El auto apenas había llegado a la puerta del negocio de su tía cuando Elena escuchó los gritos y lamentos de una anciana.
Frunció el ceño, bajó del vehículo y, al acercarse, se dio cuenta de que la mujer en cuclillas frente a la entrada era la ex suegra de su tía, Sylvia Ortega.
La escuchó maldecir a viva voz:
—¡Carmen, eres una desalmada! ¡Tú y mi hijo estuvieron casados! Cuando se divorciaron, lo dejaste en la calle, te quedaste con la casa y el dinero. ¡Y ahora que mi hijo tuvo un accidente, te lavas las manos! Si no quieres hacerte cargo de él, me parece bien, ¡pero Ariadna lleva nuestra sangre! ¡Ella tiene que regresar con la familia Silva para cuidar a mi hijo y mantenerlo en su vejez!
Carmen soltó una carcajada fría. Sin importarle el qué dirán, alzó la voz frente a todos los vecinos curiosos:
—Para que vean lo sinvergüenzas que son esta mujer y su hijo. Cuando me engatusaron para casarme con la familia Silva, no me dieron ni un centavo, ni siquiera hubo anillo. Después de dar a luz, madre e hijo me despreciaron porque tuve una niña. No me ayudaron en nada, me obligaron a renunciar a mi trabajo para quedarme en casa y apenas me daban mil pesos al mes para el gasto. En ese entonces yo era joven, no tuve el valor de divorciarme de inmediato y traje a mi madre para que me ayudara. Mi mamá se encargaba de la casa y de la niña, mientras yo salía a trabajar para mantenernos. Mi exesposo, con la excusa de que yo ya tenía sueldo, dejó de darme un solo peso. Luego, cuando compramos la casa, pagamos el enganche a medias y la hipoteca también. Pero durante esos años, él siempre decía que andaba corto de dinero, así que terminé pagando la hipoteca yo sola.
Hizo una pausa, respirando con dificultad por el coraje.
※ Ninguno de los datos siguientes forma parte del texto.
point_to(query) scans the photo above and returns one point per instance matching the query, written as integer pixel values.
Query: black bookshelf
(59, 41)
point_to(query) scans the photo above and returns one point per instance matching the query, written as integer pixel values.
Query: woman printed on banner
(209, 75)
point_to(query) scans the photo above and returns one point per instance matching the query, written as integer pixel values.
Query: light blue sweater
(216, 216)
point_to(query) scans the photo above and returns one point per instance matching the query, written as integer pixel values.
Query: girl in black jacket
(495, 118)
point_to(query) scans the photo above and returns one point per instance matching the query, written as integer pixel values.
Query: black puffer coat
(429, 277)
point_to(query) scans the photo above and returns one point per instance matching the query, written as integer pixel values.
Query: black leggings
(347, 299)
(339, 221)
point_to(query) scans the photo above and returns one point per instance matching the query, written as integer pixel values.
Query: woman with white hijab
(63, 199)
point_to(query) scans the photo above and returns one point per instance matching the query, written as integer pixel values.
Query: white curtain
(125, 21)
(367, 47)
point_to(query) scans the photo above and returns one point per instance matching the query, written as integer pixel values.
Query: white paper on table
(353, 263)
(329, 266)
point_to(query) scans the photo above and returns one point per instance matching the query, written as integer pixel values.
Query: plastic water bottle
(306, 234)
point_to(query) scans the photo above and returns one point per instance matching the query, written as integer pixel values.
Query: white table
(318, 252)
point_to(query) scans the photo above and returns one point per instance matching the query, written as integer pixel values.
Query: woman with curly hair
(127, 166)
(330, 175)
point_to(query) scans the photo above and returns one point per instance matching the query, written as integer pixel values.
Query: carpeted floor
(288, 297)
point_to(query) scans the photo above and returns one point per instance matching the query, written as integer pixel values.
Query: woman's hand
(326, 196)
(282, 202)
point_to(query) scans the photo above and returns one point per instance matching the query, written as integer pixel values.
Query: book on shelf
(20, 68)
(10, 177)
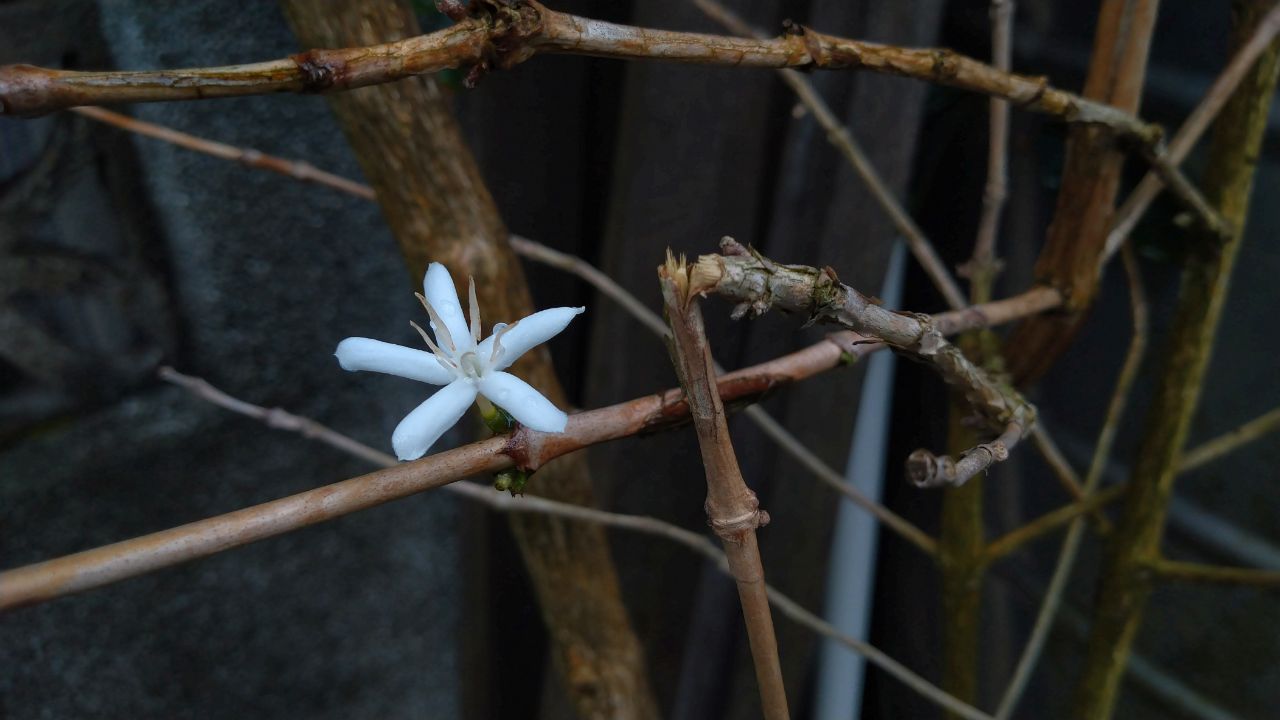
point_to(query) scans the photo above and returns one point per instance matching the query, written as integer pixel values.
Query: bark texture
(1134, 550)
(1086, 203)
(439, 209)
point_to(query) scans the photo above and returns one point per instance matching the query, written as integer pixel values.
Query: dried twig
(296, 169)
(1101, 455)
(732, 510)
(1230, 441)
(840, 136)
(504, 502)
(1200, 573)
(1193, 127)
(983, 265)
(109, 564)
(758, 283)
(501, 35)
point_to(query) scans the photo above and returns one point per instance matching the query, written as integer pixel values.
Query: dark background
(119, 254)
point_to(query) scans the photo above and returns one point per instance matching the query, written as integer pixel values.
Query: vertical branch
(437, 205)
(1077, 237)
(1125, 582)
(732, 509)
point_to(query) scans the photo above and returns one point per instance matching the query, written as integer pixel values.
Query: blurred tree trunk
(439, 210)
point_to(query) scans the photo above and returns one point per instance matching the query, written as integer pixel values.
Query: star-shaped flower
(460, 361)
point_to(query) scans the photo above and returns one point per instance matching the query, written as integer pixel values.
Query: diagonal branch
(732, 510)
(138, 556)
(499, 35)
(758, 283)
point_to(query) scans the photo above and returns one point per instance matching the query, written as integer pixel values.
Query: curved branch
(499, 35)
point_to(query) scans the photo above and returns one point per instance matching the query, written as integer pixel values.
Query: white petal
(365, 354)
(440, 292)
(419, 431)
(529, 333)
(524, 402)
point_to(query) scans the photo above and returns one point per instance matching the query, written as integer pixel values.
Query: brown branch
(1232, 441)
(732, 510)
(296, 169)
(983, 267)
(1173, 570)
(1101, 456)
(504, 502)
(758, 283)
(840, 136)
(575, 265)
(1051, 522)
(1193, 127)
(499, 36)
(1124, 587)
(128, 559)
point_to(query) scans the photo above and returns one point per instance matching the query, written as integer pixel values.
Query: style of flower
(462, 363)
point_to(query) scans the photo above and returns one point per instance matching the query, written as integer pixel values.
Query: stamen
(497, 341)
(442, 331)
(475, 310)
(438, 352)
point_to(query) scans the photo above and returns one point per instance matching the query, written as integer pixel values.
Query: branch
(758, 283)
(526, 449)
(1173, 570)
(503, 502)
(499, 36)
(1189, 133)
(732, 510)
(983, 267)
(844, 141)
(1232, 441)
(1101, 455)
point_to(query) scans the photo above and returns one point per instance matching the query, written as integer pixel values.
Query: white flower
(460, 361)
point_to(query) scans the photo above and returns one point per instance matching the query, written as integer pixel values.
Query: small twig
(1189, 133)
(983, 267)
(296, 169)
(1097, 466)
(758, 283)
(840, 136)
(501, 35)
(1230, 441)
(1173, 570)
(127, 559)
(732, 510)
(504, 502)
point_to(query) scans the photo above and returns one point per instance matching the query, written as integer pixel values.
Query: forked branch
(758, 283)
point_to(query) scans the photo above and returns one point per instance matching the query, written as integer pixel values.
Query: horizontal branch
(758, 283)
(526, 449)
(1173, 570)
(506, 502)
(499, 35)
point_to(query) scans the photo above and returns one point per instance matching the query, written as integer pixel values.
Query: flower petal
(528, 333)
(365, 354)
(419, 431)
(443, 295)
(522, 402)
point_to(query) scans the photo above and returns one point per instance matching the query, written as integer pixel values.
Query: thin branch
(732, 510)
(1232, 441)
(983, 265)
(1173, 570)
(758, 283)
(108, 564)
(296, 169)
(575, 265)
(1097, 466)
(504, 502)
(1189, 133)
(499, 36)
(840, 136)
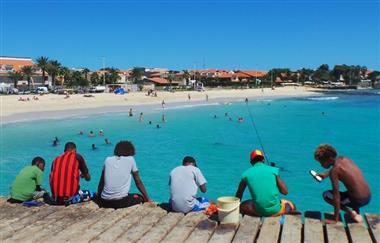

—Y por si fuera poco, ese hombre inútil me engañó. Trajo a su amante a mi propia casa para restregármela en la cara. No me contuve y me peleé con ella; casi voy a la cárcel por apuñalar a esa mujer. Mi exesposo y ella se aliaron para hacerme la vida imposible. Peleé el divorcio con uñas y dientes para dejar a ese infeliz en la calle, ¿acaso hice mal? En todos estos años, mi madre y yo criamos a la niña sin que la familia Silva moviera un dedo. ¡Y ahora tienen el descaro de venir a reclamarla! ¡Querer que mi hija mantenga a ese hombre es un chiste! ¡Ariadna es solo una niña y ya le están armando este teatrito! ¡Son unos descarados!
La mayoría de las personas que observaban eran mujeres casadas que, al escuchar la historia, sintieron empatía por Carmen y comenzaron a insultar a Sylvia.
Pero a Sylvia nunca le había importado la vergüenza. Ignorando a la multitud, siguió gritándole a Carmen:
—¡Te casaste con mi hijo, así que le perteneces! Todo el dinero que ganaste también es suyo. ¡Entre marido y mujer no hay divisiones! Yo no reconozco ese divorcio. El punto es que ahora mi hijo está cuadripléjico y no puede moverse. Ustedes dos tienen que cuidarlo por el resto de su vida. ¡Si no aceptan, vendré todos los días y me encargaré de arruinarte el negocio!
Al escuchar el motivo del escándalo, el rostro de Elena se ensombreció.